A humildade de Jesus faz com que algo que não era comum, acontecesse: o diálogo entre uma mulher samaritana e um judeu.

Se colocou na condição de quem precisava de água e assim, fez com que aquela mulher fosse alcançada pela água viva. A sua atitude mostrou a importância de me deixar alcançar pelo outro.
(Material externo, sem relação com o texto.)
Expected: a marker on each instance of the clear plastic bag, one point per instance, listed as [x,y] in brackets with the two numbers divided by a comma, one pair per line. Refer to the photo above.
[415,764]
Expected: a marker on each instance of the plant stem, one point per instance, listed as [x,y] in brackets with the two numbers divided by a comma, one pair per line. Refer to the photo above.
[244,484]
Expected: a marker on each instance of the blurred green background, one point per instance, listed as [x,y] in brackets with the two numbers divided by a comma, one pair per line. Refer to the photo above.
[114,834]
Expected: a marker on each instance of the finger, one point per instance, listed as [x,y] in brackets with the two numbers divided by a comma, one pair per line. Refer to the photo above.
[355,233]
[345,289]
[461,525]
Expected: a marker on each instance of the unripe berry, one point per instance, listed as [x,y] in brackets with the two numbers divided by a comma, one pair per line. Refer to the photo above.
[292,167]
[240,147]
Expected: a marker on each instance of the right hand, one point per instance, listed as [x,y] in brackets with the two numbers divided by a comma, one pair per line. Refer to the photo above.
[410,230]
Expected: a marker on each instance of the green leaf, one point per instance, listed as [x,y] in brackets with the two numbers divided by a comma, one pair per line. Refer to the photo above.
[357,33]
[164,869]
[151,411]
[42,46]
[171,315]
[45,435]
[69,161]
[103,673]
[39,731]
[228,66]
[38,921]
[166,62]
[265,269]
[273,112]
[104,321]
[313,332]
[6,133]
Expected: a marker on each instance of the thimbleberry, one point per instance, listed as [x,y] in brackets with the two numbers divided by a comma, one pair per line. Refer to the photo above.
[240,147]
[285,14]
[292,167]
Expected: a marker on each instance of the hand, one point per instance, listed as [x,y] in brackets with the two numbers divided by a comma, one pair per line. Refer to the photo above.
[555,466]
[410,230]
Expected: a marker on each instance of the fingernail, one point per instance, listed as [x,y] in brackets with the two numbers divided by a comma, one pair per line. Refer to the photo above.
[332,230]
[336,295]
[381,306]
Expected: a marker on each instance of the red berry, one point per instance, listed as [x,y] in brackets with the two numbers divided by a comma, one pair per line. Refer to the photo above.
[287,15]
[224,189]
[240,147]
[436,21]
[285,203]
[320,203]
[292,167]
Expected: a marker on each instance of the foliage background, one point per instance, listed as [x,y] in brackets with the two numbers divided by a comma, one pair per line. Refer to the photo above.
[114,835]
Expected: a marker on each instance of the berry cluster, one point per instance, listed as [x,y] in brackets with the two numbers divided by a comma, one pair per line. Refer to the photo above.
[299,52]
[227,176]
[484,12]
Ele poderia antes de tudo se apresentar como a fonte de água viva. mas pelo contrário, como alguém que precisa Ele diz “Dá-me de beber” se fazendo assim alcançar. Daí a importância de estar atento à necessidade do outro. De muitas vezes, como Jesus, me colocar na condição de quem precisa, me fazendo um com o outro. Não há mérito nenhum em ver e experimentar Jesus, se não me deixo alcançar pelo outro.

Para aqueles que o experimentaram e, assim se tornaram como Ele uma fonte de água viva, é inadmissível não ter a sua atitude. O mundo hoje se encontra como aquela Samaritana, sedento de Deus. Sedento de algo que muitos de nós já experimentamos.

Se com atenção eu olhar a minha volta, verei que existem samaritanas e samaritanos, tão próximos que corro o risco de não percebê-los. Quem hoje é um samaritano para mim? Para quem hoje eu preciso como Jesus dizer “Dá-me de beber” e como Ele me deixar alcançar?